Allow global usage of AccessGuard with exempt routes

[jreidgreer]

Problem

I prefer to automatically deny all requests unless they're explicitly allowed by permissions & access controls instead of using guards on a per-route basis like this:

@Module({
  imports: [
    CaslModule.forRoot({/* ... */}),
  ],
  controllers: [/* ... */],
  providers: [
    /* ... */
    {
      provide: APP_GUARD,
      useClass: AccessGuard,
    },
  ],
})
export class AppModule implements NestModule {}

I use a @Public() decorator to denote routes that that are explicitly intended for unauthenticated use, but the AccessGuard automatically denies them because of the user check: https://github.com/getjerry/nest-casl/blob/master/src/access.service.ts#L30-L32

Proposed Solution

There are probably a lot of ways to implement this.

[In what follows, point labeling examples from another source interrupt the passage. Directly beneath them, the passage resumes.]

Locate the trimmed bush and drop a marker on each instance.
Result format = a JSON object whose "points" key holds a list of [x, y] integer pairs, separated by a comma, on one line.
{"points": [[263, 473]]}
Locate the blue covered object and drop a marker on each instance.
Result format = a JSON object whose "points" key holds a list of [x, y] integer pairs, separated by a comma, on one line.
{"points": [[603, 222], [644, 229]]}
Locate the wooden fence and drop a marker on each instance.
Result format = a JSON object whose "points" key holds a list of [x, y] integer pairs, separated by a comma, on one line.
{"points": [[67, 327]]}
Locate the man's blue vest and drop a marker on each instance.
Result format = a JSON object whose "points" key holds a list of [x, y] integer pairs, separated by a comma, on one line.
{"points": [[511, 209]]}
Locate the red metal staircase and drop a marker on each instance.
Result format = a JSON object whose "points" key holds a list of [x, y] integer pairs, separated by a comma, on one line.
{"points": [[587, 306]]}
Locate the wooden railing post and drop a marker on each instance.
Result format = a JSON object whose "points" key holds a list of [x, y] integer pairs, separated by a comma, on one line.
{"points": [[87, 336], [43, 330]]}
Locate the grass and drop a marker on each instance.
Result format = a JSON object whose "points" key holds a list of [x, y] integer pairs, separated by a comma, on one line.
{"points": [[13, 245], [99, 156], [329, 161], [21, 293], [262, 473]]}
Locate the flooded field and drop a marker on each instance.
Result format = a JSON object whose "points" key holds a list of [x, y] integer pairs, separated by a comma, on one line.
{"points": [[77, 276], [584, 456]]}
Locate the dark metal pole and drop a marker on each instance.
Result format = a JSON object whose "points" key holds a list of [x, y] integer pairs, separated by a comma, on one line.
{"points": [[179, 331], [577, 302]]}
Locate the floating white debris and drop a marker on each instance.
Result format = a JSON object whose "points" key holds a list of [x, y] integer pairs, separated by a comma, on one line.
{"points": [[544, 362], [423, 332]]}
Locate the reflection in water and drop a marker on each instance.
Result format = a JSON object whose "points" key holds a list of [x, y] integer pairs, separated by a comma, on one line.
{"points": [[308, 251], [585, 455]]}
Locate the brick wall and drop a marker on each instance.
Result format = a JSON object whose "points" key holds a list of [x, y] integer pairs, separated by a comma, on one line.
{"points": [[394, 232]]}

Here are a few suggestions:

1. Separate decorator to opt-out of the guard:

@Controller("public")
export class PublicDataController {

  @UseAbilityAllowAll()
  @Get("data")
  public async getPublicData() {}
}

2. Extend the interface of the UseAbility guard:

@Controller("public")
export class PublicDataController {

  @UseAbility({
    subject: PublicData,
    action: Actions.read,
    disableUserCheck: true,
  })
  @Get("data")
  public async getPublicData() {}
}

This could allow you to mix public and non-public access control for the same resources, and maintain a simpler external interface. However it would make contract with the Permissions more complicated as user could be undefined.